In this post, I want to get to the basics of gradient-based explanations, how you can use them, and what they can or can’t do.
Gradient*Input is a great way to explain differentiable machine learning models, such as neural networks, because it is conceptually simple and easy to implement. Computing gradients is also very fast, especially if you make use of modern ML libraries, like pytorch, TensorFlow, or JAX, that include automatic differentiation.
Gradient*Input is only suitable for explaining relatively simple models, but it is an essential concept, necessary to understand a host of other gradient-based techniques that are more robust.
Chances are you have come across gradients in high-school or university classes. This will not be a rigorous introduction, but just a quick reminder.
First, we need to remember what derivatives are. In essence, the derivative of a differentiable function, f(x): ℝ → ℝ, tells us for any input x how much f(x) will change if we increase x a little bit.
This is useful for example for convex optimization problems: To find a minimum we just start at any point and go into the direction in which f(x) decreases the most and repeat calculating the gradient and taking steps until we arrived at the minimum, i.e. gradient descent.
The gradient of a differentiable function f(x): ℝ^d → ℝ is just a vector of (partial) derivatives of f(x) w.r.t. to every of the d dimensions of x.
The gradient tells us for any point (x1,x2) how much f(x1, x2) will change when taking a small step in any direction in the d-dimensional input space. Thus, it also tells us in what direction f(x1, x1) will increase the most.
Formally, we write the gradient of f(x) w.r.t. x as ∇f(x).

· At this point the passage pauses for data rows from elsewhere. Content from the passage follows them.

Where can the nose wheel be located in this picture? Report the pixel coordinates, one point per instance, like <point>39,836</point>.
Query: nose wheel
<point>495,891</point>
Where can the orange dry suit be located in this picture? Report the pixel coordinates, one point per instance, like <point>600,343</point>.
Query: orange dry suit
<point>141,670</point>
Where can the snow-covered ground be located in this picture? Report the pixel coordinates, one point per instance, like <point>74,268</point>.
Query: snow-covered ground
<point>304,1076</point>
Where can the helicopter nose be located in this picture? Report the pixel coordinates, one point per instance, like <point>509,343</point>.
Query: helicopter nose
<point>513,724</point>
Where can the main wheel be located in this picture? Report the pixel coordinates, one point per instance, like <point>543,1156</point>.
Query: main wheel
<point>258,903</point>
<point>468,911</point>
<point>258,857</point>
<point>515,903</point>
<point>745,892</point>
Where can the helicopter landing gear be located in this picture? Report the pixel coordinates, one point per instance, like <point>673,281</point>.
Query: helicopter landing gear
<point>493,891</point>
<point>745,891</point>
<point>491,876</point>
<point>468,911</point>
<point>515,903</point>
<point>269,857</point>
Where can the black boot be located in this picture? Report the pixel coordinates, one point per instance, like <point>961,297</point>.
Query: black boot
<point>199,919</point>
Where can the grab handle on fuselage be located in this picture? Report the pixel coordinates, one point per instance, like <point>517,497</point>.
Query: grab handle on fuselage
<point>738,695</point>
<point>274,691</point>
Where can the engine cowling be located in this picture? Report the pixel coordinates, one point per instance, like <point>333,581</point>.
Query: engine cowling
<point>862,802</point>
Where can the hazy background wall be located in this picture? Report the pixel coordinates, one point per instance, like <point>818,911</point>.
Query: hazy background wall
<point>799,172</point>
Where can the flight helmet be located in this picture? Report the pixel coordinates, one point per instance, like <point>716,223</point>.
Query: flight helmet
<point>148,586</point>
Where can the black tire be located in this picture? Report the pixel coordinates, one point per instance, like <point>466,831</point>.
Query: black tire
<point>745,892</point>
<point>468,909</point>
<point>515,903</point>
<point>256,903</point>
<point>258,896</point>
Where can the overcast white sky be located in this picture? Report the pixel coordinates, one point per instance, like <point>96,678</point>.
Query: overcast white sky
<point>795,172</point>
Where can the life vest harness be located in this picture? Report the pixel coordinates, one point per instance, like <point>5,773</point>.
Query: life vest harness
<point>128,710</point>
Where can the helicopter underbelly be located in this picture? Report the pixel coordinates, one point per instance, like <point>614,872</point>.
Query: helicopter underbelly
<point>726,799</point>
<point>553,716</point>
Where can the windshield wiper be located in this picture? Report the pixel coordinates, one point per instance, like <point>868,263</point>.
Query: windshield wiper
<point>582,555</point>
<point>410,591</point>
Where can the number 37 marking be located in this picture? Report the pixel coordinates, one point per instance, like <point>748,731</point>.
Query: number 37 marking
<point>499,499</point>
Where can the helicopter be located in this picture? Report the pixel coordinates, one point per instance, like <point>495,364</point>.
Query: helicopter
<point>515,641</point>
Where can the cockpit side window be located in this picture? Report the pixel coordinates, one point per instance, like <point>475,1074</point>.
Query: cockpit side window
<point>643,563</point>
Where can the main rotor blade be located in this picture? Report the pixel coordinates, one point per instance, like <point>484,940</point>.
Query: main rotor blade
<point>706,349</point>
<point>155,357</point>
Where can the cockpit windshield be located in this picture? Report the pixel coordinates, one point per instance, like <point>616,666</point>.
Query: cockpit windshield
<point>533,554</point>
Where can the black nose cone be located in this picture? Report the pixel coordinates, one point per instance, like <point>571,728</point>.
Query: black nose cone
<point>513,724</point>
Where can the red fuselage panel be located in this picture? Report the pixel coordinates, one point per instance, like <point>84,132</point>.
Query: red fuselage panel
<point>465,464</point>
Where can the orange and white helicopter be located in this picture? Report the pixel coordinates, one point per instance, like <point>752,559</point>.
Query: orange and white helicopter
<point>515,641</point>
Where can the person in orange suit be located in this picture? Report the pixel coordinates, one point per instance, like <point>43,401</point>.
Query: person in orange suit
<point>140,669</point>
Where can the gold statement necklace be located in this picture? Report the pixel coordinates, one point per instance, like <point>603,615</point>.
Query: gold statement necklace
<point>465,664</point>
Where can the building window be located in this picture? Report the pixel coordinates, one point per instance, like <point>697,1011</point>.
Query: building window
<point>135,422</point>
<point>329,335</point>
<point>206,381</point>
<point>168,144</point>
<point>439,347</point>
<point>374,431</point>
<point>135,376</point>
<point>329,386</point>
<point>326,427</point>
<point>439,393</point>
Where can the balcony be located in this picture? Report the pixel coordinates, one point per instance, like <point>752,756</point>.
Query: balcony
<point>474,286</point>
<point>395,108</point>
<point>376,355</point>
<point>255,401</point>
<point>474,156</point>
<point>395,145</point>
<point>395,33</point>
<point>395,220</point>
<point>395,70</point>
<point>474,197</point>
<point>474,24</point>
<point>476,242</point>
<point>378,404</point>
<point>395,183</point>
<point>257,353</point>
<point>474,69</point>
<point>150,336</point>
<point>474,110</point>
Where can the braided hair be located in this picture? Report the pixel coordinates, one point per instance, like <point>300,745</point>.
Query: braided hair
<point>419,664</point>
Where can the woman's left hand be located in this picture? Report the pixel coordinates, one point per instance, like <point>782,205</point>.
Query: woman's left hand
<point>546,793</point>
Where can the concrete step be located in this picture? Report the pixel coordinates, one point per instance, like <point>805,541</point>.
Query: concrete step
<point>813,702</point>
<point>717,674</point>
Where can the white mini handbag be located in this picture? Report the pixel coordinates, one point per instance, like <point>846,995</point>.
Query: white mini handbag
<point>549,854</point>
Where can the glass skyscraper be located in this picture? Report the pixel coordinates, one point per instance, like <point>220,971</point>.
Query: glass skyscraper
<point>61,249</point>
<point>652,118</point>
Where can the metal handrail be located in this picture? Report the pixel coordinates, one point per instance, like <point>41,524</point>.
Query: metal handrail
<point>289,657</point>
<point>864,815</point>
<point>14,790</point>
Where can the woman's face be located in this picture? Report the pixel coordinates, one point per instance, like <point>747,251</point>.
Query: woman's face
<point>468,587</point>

A large class of explanation methods meant to explain machine learning models is called attribution methods, producing explanations called attributions. The purpose of an attribution is to attribute a share of the responsibility for a particular output to every dimension of the respective input.
For example, consider a DNN trained to recognize crocodiles from an image. An attribution method would assign a score to every pixel of the input, indicating how much this pixel contributed to the final output (crocodile or not-crocodile). If we put these individual attributions back together into a matrix, we typically call them an attribution map. We can visualize an attribution map as an image, indicating which regions of the image are important.
There are different ways of creating attribution maps and generally, there is no ground-truth to tell us which pixel contributed how much to the output. That is why no attribution method can claim it is “the right one”. Generally, they all have different properties that may be useful in different application scenarios.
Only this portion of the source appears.